Vitamin C (Ascorbic acid) is a low molecular weight, water soluble antioxidant. It has protective effect on maintaining tissue homeostasis by playing important role in collagen synthesis and therefore helps in maintenance of structural integrity of the connective tissue. Vitamin C also has a beneficial role as radical scavenger [33].  Vitamin C, through its antioxidant action, neutralizes oxidative stress, and in doing so may be depleted in plasma. It is therefore quite possible that periodontitis causes lower plasma vitamin C through this mechanism [34]. In our study serum vitamin C level was lower in chronic periodontitis as compared to healthy controls which was also found by Staudte H et al 2005 [35],Anwar TM 2007 [34], Chapple IL et al 2007 [33], Thomas B et al 2010 [36] and Van der Velde U 2011 [37].

Lipid peroxidation (LPO) has been implicated in the pathogenesis of several pathological disorders including periodontal disease. ROS, can attack polyunsaturated fatty acids and induce formation of LPO products such as MDA. It is a stable end product of peroxidation of lipids by ROS. MDA is one of the most frequently used indicator of lipid peroxidation and may be a potential biomarker indicating oxidative stress [38].  Our finding indicates higher serum MDA level in chronic periodontitis as compared to the healthy controls. Many researchers like Borges I Jr et al 2007 [39], Khalili J 2008 [40], Canakci FC 2009 [27], Wei D et al 2010 [29] and Tonque MO et al 2011 [31] have also observed higher MDA levels in chronic periodontitis.

C - Reactive protein (CRP) is synthesized by the liver and circulates in the blood, the levels of which rise in response to inflammation i.e. CRP is an acute phase protein, which is used as an inflammatory marker. CRP during its role in inflammatory process binds to the surface of pathogens and opsonises them for the process of phagocytosis. CRP can also activate the classic complement cascade by binding to 'q' factor of complement factor 1 (C1q). It has been demonstrated that CRP levels are higher in periodontitis patients than in healthy subjects [41]. Studies conducted by Nadeem M et al 2009 [42], Gani DK et al 2009 [43], Thakare KS 2010 [44], and Masi S et al 2011 [45] have observed elevated CRP levels in chronic periodontitis as compared to the control group, which supports our findings.

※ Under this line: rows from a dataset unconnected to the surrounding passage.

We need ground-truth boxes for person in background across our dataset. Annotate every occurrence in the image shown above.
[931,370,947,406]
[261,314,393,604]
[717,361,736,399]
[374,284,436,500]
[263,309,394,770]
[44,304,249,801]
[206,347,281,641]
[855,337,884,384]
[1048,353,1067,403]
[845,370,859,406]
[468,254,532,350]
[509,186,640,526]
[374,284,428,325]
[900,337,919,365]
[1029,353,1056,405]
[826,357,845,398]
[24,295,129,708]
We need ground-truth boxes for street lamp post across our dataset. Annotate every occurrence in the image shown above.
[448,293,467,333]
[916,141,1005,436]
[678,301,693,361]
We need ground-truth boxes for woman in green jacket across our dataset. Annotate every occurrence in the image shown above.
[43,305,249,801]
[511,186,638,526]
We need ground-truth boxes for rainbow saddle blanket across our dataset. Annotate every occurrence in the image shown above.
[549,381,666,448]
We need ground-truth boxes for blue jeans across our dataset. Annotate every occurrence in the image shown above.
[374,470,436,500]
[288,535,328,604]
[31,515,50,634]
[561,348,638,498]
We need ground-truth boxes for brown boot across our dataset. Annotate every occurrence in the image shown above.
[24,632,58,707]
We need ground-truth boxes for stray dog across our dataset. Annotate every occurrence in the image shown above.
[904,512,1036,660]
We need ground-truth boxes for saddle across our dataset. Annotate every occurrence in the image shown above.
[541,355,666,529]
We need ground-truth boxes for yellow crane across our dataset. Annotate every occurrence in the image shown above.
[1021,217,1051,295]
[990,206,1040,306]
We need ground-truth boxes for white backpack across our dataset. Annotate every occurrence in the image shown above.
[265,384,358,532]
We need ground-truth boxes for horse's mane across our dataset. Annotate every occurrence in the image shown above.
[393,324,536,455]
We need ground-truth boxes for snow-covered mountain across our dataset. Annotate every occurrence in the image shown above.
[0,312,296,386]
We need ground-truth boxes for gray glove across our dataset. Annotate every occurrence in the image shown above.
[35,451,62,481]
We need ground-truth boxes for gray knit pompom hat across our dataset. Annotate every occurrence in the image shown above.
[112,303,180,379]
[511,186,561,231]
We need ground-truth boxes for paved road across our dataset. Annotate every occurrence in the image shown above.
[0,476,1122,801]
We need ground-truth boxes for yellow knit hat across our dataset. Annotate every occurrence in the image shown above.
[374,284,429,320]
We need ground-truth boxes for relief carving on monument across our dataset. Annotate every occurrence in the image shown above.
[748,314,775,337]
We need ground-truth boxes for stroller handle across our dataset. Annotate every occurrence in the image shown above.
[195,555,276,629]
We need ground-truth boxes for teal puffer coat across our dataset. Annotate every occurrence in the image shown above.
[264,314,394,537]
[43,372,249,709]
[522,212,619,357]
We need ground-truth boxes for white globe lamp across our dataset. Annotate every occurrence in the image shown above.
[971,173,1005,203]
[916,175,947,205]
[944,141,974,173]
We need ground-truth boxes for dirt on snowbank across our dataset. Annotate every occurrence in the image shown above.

The balance between ROS and antioxidant defense mechanism is likely to be important in periodontal pathogenesis. As observed in our study, patients with chronic periodontitis have shown higher inflammatory and oxidative stress markers, and lowered antioxidant defense. Further studies based on large sample size are needed to establish these findings and also to reveal the mechanism of pathogenesis of periodontitis at a molecular level.

Conclusion:
The study can be concluded on the note that, patients with chronic periodontitis show higher oxidative stress which is evident from the levels of biochemical oxidative stress markers. The imbalance between oxidant and antioxidant reflects higher ROS activity which leads to periodontal inflammation and its pathogenesis. Our study helps to add to the existing knowledge of periodontitis as an inflammatory disorder and its association with systemic biochemical oxidative stress markers, which may be of help in clinical management of the disease.